Rule 4723-20-01 | Definitions pertaining to prevention of disease transmission and infection control.
For the purposes of this chapter, the following definitions shall apply:
(A) "Aseptic technique" means practices used to reduce or eliminate microorganisms.
(B) "Exposure-prone activity" means an activity in which there is a risk of disease transmission by virtue of any of the following:
(1) Direct contact with a disease source that includes:
(a) Airborne transmission or droplet;
(b) Eating or drinking contaminated food or water;
(c) Being bitten by an insect or other disease carrying agent;
(2) Invasive procedure;
(3) Any other direct contact with disease source, including bodily contact; or
(4) Contact with contaminated environmental surfaces.
(C) "Hand washing" as that term is used in division (K)(1) of section 4723.07 of the Revised Code is a component of hand hygiene achieved by washing and rinsing hands with non-antimicrobial soap or antimicrobial soap and water, or by using alcohol-based waterless hand sanitizers or other antimicrobial agents.
(D) "Invasive procedure" means any procedure involving manual or instrumental contact with, or entry into, any blood, body fluid, cavity, internal organ, subcutaneous tissue, mucous membrane or percutaneous wound of the human body. If percutaneous injury occurs to a licensee or certificate holder during an exposure-prone activity, the licensee's or certificate holder's blood is likely to contact the patient's body cavity, subcutaneous tissues, or mucous membranes.
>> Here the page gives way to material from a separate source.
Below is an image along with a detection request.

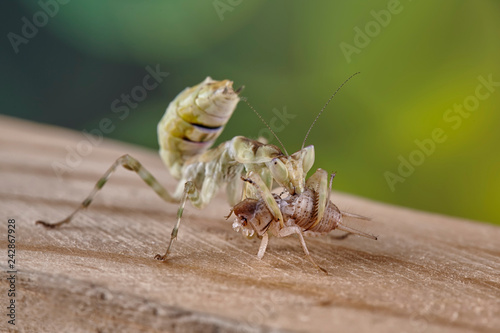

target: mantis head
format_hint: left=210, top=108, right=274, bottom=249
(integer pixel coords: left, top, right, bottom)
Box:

(E) "Respiratory hygiene" is an element of standard precautions that requires the licensee or certificate holder to engage in source control practices to control the spread of respiratory infection, including but not limited to:
(1) Covering coughs or sneezes, promptly disposing of used tissues, and performing hand hygiene;
(2) Source control measures, including but not limited to using masks on a coughing patient when tolerated and appropriate; or
(3) Spatial separation of patients and other persons with respiratory infections in common waiting areas when possible.
(F) "Universal and standard precautions" are infection prevention practices that apply to all patients, regardless of suspected or confirmed infection status, in any setting in which healthcare is delivered, and include but are not limited to the following:
(1) Practices used to mitigate exposure to disease-causing agents when exposure-prone activity occurs;
(2) Hand hygiene;
(3) Disinfection and sterilization of equipment;
(4) Appropriate handling and disposal of needles and other sharp instruments; and
(5) Appropriate use of personal protective equipment, including wearing and disposal of gloves and other protective barriers or devices.